The highest earners didn't pay 94% of their entire income. These tax rates were marginal, as they are today, meaning that they paid progressively more of their income as it passed certain thresholds. Taxpayers paid 94% of any income over $200,000 during World War II.
The number of taxpaying Americans increased by 39 million between 1939 and 1945, although the Individual Income Tax Act gave taxpayers a bit of a break in 1944. It introduced standard deductions on Form 1040 to reduce taxable income for the first time.
Taxes in the Later 20th Century
The IRS really came into its own in the 1950s. Its name was officially changed to the Internal Revenue Service in 1953, and it was reportedly the largest, most powerful accounting and collection agency in the world by the end of the decade.
The IRS got its first toll-free telephone line in 1965, and computers were introduced in the late 1960s, affording IRS agents an easier way to scrutinize returns. By 1992, most taxpayers could file their returns electronically. The Taxpayer Advocate Service was rolled out in 1998 to assist taxpayers who ran afoul of the IRS.
Top tax rates remained high through the 1950s, still set at 91% for the country’s wealthiest taxpayers through 1953, before dropping to 70% in the 1970s.
Medicare officially joined the Social Security tax as part of the Federal Insurance Contributions Act in 1966. These combined taxes increased from the initial 2% Social Security tax to an 8.1% rate by 1980.
The Effect of Reaganomics
Relief came for many high-income taxpayers in 1981 with the passage of the Economic Recovery Tax Act (ERTA). Tax rates fell by about 25%. Ronald Reagan then moved into the White House and spared taxpayers even more. The highest tax rate had been sitting at 50% when he took office—thanks to the ERTA—and Reagan signed the Tax Reform Act of 1986 (TRA), slashing it to 28% beginning with the 1988 tax year.

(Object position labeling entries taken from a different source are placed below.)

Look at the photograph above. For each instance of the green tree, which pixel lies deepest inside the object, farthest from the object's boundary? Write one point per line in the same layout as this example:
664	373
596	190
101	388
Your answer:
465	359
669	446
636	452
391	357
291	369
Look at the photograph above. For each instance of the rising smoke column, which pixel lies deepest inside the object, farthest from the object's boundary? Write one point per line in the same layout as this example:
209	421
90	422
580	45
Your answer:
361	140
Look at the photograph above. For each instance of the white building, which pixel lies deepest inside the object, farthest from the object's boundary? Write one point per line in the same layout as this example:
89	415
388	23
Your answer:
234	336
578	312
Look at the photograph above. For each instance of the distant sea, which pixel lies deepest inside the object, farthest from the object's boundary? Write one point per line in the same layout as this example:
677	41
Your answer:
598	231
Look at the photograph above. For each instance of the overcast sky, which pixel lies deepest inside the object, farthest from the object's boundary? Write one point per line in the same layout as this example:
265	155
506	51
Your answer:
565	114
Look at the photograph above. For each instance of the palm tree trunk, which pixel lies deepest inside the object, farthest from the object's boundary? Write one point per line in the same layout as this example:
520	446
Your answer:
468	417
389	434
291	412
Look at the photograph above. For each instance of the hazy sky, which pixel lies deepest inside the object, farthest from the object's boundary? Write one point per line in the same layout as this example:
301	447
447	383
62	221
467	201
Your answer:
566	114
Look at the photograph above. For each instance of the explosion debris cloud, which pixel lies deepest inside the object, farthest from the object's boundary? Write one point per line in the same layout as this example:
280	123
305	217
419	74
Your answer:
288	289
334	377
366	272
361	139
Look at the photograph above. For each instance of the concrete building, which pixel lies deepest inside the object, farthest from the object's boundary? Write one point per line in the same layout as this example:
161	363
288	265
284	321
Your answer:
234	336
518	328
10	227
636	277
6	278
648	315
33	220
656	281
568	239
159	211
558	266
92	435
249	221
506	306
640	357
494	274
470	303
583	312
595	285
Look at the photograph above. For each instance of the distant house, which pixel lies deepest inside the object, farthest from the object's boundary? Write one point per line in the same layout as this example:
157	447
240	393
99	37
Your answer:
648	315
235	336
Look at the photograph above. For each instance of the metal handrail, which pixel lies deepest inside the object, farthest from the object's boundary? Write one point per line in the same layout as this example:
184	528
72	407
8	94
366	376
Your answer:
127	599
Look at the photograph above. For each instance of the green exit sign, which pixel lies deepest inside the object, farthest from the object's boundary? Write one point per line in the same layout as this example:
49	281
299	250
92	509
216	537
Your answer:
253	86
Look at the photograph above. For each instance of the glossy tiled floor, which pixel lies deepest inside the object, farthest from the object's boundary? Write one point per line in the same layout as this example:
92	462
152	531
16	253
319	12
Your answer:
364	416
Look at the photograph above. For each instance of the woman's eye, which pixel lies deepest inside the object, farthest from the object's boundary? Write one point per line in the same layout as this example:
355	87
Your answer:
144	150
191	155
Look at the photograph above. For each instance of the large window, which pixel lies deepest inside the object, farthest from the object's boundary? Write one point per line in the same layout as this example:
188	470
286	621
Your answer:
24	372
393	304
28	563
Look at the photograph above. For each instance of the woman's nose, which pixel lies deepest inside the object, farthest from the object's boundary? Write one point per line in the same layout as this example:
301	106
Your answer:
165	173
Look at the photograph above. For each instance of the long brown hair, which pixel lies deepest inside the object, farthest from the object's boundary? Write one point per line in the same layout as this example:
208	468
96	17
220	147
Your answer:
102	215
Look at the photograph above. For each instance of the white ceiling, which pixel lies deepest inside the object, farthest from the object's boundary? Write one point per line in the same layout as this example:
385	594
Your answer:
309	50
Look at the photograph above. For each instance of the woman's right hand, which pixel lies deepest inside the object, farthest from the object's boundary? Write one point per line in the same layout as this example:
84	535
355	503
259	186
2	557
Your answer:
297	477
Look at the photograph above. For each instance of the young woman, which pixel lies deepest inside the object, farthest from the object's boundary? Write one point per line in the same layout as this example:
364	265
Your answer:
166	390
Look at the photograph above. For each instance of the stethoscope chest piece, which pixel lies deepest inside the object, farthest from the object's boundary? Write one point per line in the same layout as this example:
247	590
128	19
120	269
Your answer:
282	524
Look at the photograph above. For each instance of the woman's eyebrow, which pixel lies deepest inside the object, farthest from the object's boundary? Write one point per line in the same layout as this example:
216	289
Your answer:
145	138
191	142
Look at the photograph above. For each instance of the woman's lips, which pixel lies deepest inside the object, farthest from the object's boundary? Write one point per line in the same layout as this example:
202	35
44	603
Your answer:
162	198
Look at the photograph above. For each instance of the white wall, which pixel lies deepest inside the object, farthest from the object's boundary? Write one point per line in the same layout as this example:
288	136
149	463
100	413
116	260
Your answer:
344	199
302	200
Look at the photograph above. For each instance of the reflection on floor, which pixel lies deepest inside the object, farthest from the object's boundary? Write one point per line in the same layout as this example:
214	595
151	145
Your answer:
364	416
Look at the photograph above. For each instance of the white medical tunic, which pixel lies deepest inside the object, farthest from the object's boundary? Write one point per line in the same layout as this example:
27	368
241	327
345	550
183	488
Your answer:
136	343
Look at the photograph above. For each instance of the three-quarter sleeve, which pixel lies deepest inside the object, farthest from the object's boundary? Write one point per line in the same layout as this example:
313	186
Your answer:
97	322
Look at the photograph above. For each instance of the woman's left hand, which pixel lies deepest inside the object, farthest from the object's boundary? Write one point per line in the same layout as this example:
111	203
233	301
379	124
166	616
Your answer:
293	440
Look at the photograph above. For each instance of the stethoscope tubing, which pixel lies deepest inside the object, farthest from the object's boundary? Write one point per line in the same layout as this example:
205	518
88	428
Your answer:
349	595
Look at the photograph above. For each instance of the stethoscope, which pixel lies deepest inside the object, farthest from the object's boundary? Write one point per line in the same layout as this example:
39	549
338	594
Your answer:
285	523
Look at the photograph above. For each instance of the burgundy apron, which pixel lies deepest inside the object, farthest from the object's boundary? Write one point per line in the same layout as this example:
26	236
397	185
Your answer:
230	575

The TRA compensated by taxing businesses more heavily than individuals. Personal exemptions were increased and indexed for inflation so they would continue to keep pace with the economy, as were standard deductions.
Tax rates began inching up again in the 1990s after Reagan left office. The highest rate eventually reached 39.6%, except for a drop to 35% from 2003 through 2012 under President George W. Bush's Economic Growth and Tax Relief and Reconciliation Act of 2001. That Act dropped the lowest tax rate to 10%, and it also increased the amount of the Child Tax Credit and the Child and Dependent Care Tax Credit.
Most recently, the Tax Cuts and Jobs Act dropped the top tax rate to 37% effective in 2018 under President Donald Trump.